A HYBRID K-MEANS AND MACHINE LEARNING APPROACH FOR HEART DISEASE PREDICTION: A COMPARATIVE STUDY ON BINARY AND TERTIARY RISK CLASSIFICATION
Main Article Content
Abstract
Heart disease is one of the most dangerous and deadly diseases in the world, due to the large number of deaths caused by this disease annually. This paper proposes a hybrid approach that combines K-means with nine machine learning techniques for predicting heart disease and forecasting future heart disease occurrences. Two datasets, 1,026 records each, were generated: a binary infected-uninfected dataset and a three-class (infected/uninfected/likely infected) dataset, both labeled according to the WHO clinical criteria.

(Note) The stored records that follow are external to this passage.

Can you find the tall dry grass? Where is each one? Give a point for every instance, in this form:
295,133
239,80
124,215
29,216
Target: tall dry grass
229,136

The feature space was transformed, the data were clustered using the K-means algorithm, and classification was performed. The trained machine learning algorithms, utilizing the clustered data, included a Decision Tree, a random forest, XGBoost, and Gradient Boosting, with the aid of clinical parameters such as age, blood pressure, and cholesterol level. The Decision Tree achieved the highest accuracy of 89.27% on the three-class prediction problem, outperforming Gradient Boosting and Random Forest. The hybrid K-means and machine learning algorithm exhibits good predictive performance and potential clinical value for identifying patients at risk of future heart disease, facilitating early intervention.